The agent writes code. The code pulls packages. Some packages are malicious. Some hallucinated package names have been squatted by attackers. The agent installs the package. The package poisons the agent's memory. The agent writes more code. The cycle continues.
What Changed
For two years, the supply chain security conversation was about protecting code from AI (vulnerable output, hallucinated dependencies, leaked secrets). That conversation assumed the agent was a tool — a generator that might produce bad output, but was itself inert.
The Shai-Hulud campaign's third wave is evidence of a different model. The agent isn't inert. It holds credentials. It has persistent memory. It can execute arbitrary code. It trusts its context files. And it's now worth specifically targeting — not as a means of generating vulnerable code, but as infrastructure to be compromised directly.

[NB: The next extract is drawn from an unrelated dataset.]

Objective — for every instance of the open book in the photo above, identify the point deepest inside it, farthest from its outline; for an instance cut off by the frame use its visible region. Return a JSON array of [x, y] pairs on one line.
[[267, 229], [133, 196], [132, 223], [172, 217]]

"Hey! Just making sure you're here" is a probe. It's also a recognition. The malware sees the agent as an entity worth addressing. Not a text generator. A system with state, access, and trust — exactly the properties that make it valuable to compromise.
The Adversa AI assessment from this week puts it directly: "Organizations are deploying highly capable autonomous agents without foundational identity and access management controls." The gap between what agents can do and how they're secured is the same gap that's always produced breaches. The difference is the speed at which it's being exploited — and the fact that the exploit now knows the agent by name.